Jesus and the Land is a book to meander through slowly, to pause and absorb, not because the reading is difficult, but because the insights are plentiful. Page invites readers to revisit the familiar stories and places of the gospels with first-century eyes, to hear Jesus' words with first-century ears, and explore the landscape as a first century Jew. To accept that invitation is to enter the gospels with a new understanding.
Our twentieth-century reading of the gospels misses many of the implications of a passage which would have had meaning for a first-century hearer. For example, in those days, to offer another person a drink of water was an act of hospitality and also a social contract; this act of hospitality required the giver and the receiver to be friends for one year. A first-century reader would have known this. In John 4, where Jesus asked the woman at the well for water and offered her living water, a first-century reader would have immediately known that more was going on than just the quenching of physical thirst; Jesus was offering her friendship in the act of asking for water.
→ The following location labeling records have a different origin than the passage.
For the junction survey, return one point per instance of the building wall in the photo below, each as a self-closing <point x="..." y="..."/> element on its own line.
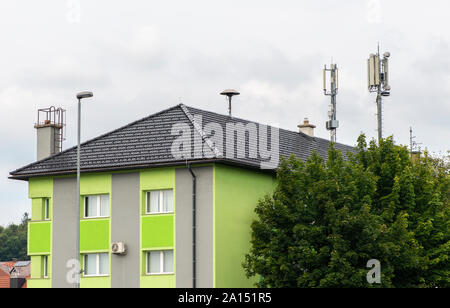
<point x="64" y="230"/>
<point x="204" y="233"/>
<point x="95" y="233"/>
<point x="4" y="280"/>
<point x="226" y="198"/>
<point x="125" y="221"/>
<point x="40" y="231"/>
<point x="157" y="230"/>
<point x="236" y="194"/>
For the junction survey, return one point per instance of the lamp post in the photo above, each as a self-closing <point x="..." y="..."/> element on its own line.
<point x="80" y="96"/>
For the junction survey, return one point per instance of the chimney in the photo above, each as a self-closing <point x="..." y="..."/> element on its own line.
<point x="415" y="156"/>
<point x="49" y="126"/>
<point x="307" y="128"/>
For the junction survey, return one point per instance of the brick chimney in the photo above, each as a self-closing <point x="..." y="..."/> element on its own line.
<point x="49" y="127"/>
<point x="307" y="128"/>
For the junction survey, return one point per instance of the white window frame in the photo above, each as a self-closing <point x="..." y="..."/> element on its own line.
<point x="161" y="262"/>
<point x="45" y="273"/>
<point x="46" y="208"/>
<point x="99" y="202"/>
<point x="97" y="274"/>
<point x="161" y="202"/>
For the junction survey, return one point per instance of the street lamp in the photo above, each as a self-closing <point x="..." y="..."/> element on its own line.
<point x="80" y="96"/>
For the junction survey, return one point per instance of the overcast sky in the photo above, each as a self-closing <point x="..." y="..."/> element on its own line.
<point x="140" y="57"/>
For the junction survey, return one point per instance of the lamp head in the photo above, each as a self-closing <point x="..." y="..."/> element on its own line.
<point x="86" y="94"/>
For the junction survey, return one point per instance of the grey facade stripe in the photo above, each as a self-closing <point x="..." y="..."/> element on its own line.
<point x="183" y="227"/>
<point x="125" y="224"/>
<point x="64" y="229"/>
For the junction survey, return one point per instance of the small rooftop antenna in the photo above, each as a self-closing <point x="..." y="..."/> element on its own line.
<point x="378" y="82"/>
<point x="230" y="93"/>
<point x="331" y="74"/>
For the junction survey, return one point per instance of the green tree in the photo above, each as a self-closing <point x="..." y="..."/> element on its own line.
<point x="13" y="241"/>
<point x="327" y="219"/>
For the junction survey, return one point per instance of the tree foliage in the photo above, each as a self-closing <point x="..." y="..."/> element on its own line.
<point x="13" y="241"/>
<point x="327" y="219"/>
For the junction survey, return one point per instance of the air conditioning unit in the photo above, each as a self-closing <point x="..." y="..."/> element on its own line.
<point x="118" y="248"/>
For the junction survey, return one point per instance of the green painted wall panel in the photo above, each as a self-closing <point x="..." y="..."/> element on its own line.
<point x="37" y="209"/>
<point x="95" y="282"/>
<point x="159" y="281"/>
<point x="36" y="267"/>
<point x="39" y="283"/>
<point x="236" y="195"/>
<point x="94" y="235"/>
<point x="39" y="237"/>
<point x="157" y="231"/>
<point x="160" y="178"/>
<point x="95" y="183"/>
<point x="40" y="187"/>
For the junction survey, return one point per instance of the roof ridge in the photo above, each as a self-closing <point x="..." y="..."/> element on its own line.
<point x="201" y="132"/>
<point x="313" y="138"/>
<point x="95" y="138"/>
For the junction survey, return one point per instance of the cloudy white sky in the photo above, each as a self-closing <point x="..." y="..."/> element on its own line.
<point x="139" y="57"/>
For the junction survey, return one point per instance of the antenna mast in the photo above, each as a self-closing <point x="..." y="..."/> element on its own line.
<point x="413" y="145"/>
<point x="378" y="82"/>
<point x="333" y="75"/>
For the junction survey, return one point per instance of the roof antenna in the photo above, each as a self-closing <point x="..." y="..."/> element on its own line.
<point x="230" y="93"/>
<point x="378" y="82"/>
<point x="332" y="75"/>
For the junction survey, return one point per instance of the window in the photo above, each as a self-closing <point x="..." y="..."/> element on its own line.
<point x="45" y="266"/>
<point x="160" y="262"/>
<point x="96" y="264"/>
<point x="159" y="201"/>
<point x="96" y="206"/>
<point x="46" y="209"/>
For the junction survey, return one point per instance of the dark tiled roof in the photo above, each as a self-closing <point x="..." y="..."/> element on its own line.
<point x="148" y="142"/>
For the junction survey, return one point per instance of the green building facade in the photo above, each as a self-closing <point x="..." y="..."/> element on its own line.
<point x="226" y="199"/>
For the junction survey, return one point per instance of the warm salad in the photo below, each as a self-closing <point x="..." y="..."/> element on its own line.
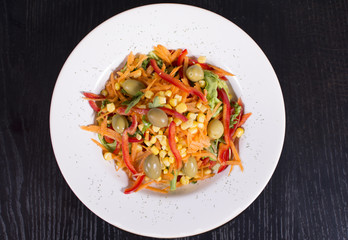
<point x="168" y="120"/>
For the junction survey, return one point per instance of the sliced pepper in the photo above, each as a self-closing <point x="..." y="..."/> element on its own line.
<point x="172" y="145"/>
<point x="174" y="113"/>
<point x="136" y="185"/>
<point x="177" y="82"/>
<point x="94" y="106"/>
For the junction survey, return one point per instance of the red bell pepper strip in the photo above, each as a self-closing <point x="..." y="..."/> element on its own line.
<point x="141" y="111"/>
<point x="132" y="139"/>
<point x="125" y="152"/>
<point x="136" y="185"/>
<point x="223" y="155"/>
<point x="181" y="61"/>
<point x="131" y="130"/>
<point x="226" y="114"/>
<point x="203" y="65"/>
<point x="176" y="82"/>
<point x="169" y="78"/>
<point x="93" y="96"/>
<point x="172" y="145"/>
<point x="94" y="106"/>
<point x="108" y="140"/>
<point x="125" y="141"/>
<point x="174" y="113"/>
<point x="117" y="148"/>
<point x="194" y="91"/>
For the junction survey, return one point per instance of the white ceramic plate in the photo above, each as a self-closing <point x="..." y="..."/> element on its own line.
<point x="197" y="208"/>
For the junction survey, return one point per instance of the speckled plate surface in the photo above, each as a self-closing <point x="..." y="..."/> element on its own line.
<point x="196" y="208"/>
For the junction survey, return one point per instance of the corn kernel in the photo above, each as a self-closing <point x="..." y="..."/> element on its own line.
<point x="184" y="180"/>
<point x="182" y="150"/>
<point x="162" y="100"/>
<point x="168" y="106"/>
<point x="104" y="92"/>
<point x="149" y="94"/>
<point x="163" y="154"/>
<point x="178" y="97"/>
<point x="202" y="59"/>
<point x="153" y="140"/>
<point x="239" y="132"/>
<point x="202" y="108"/>
<point x="201" y="83"/>
<point x="181" y="107"/>
<point x="177" y="121"/>
<point x="191" y="116"/>
<point x="154" y="150"/>
<point x="148" y="143"/>
<point x="139" y="148"/>
<point x="200" y="117"/>
<point x="136" y="73"/>
<point x="173" y="102"/>
<point x="171" y="159"/>
<point x="199" y="104"/>
<point x="168" y="93"/>
<point x="193" y="130"/>
<point x="166" y="162"/>
<point x="155" y="129"/>
<point x="110" y="107"/>
<point x="140" y="126"/>
<point x="117" y="86"/>
<point x="187" y="124"/>
<point x="108" y="156"/>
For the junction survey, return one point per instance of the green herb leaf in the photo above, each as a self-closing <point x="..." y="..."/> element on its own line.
<point x="131" y="103"/>
<point x="109" y="146"/>
<point x="146" y="123"/>
<point x="155" y="103"/>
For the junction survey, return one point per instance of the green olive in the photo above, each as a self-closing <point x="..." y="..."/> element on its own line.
<point x="157" y="117"/>
<point x="119" y="123"/>
<point x="132" y="86"/>
<point x="152" y="167"/>
<point x="215" y="129"/>
<point x="195" y="73"/>
<point x="190" y="167"/>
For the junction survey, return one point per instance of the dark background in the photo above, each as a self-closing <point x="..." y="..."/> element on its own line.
<point x="307" y="44"/>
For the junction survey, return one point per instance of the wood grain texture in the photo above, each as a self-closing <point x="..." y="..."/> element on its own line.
<point x="307" y="44"/>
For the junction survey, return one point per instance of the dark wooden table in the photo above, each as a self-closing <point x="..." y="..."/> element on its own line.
<point x="307" y="44"/>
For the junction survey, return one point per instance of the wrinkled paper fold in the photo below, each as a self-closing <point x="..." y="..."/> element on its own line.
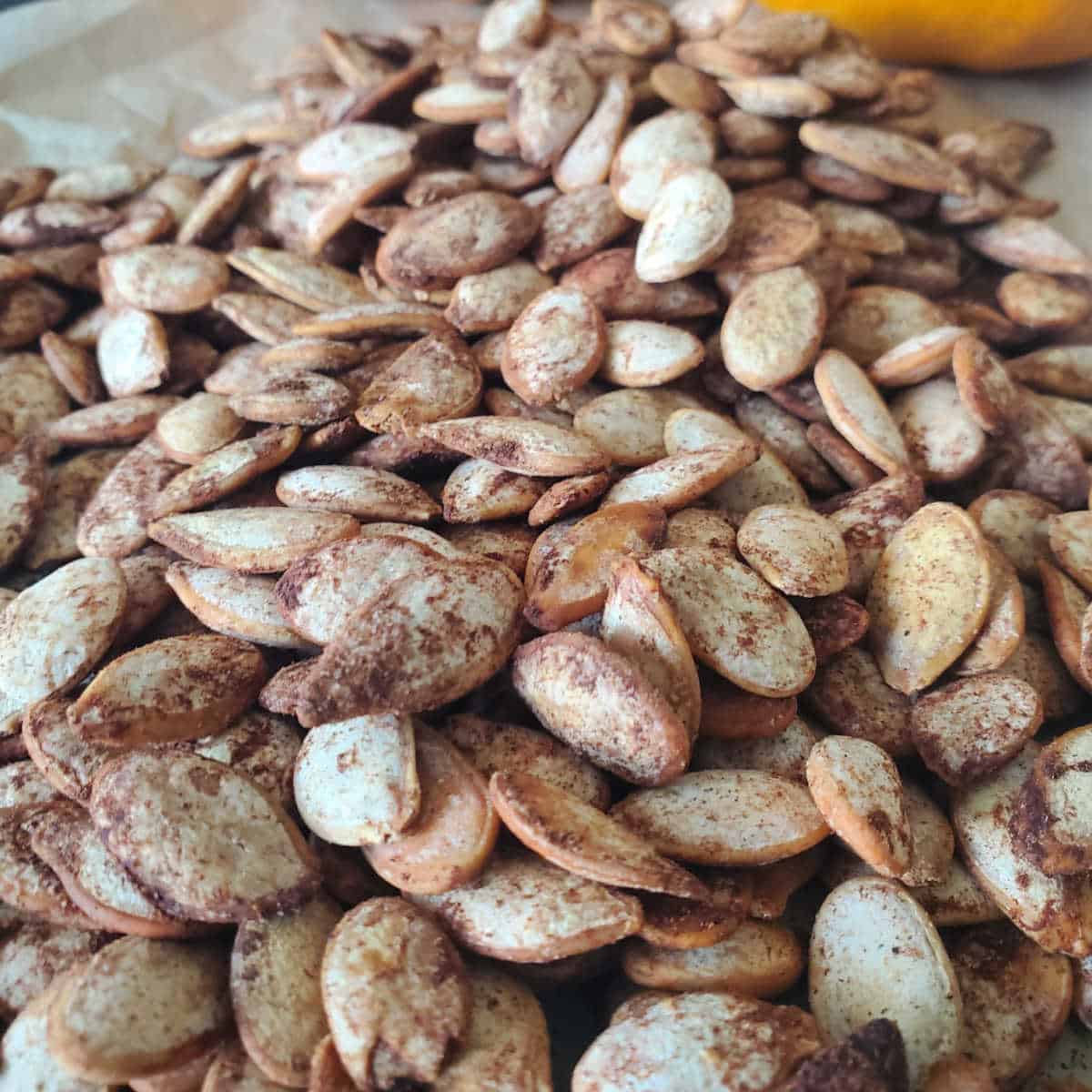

The passage becomes further illuminated when other cultural customs and religious requirements are known: a man was forbidden to speak to a woman in public unless she was his wife; Jewish people thought Samaritans were spiritual outcasts and untouchables; the woman was ritually unclean since she was living with someone who was not her husband; a Jew, especially a rabbi, would not come into contact with a person who was unclean for fear of personal contamination. These things made Jesus' offer to the woman even more appalling--and his love even more radical. But there is more. "Living water" was a very familiar phrase in the first century, a phrase that had a very specific association. Each new insight leads to another, and this is just one passage.
Have you ever wondered why the Sabbath healings caused great controversy in most places but did not in Capernaum? Have you pondered why Jesus sometimes says that He was sent only for the Jews or "for the lost sheep of the house of Israel" (Matt. 15:23), and in other places he says clearly that he was sent for all the world? Have you questioned why Jesus would have healed a man and then told him "no" when the man begged to come with Him (Mark 5:1-20)? What is the significance of the woman touching the "fringe" of Jesus' garment? What does Jesus mean when he talks of having faith the size of a grain of mustard seed and being able to move mountains? Page provides the background to help readers gain insight into these questions and many more.
In the forward to Jesus and the Land, Page says: "If Jesus is to matter at all, we must see and know him as he was. If his message is to have relevance in a complex technological age, we must hear his message clearly." Page helps this to happen. For anyone to whom Jesus matters--student, teacher, or seeker--Charles Page has provided a valuable resource that helps us know Jesus better and hear his message more clearly.
Roberta Parker Martin is a pastor and frequent traveler in the Holy Land who lives in Starkville, MS.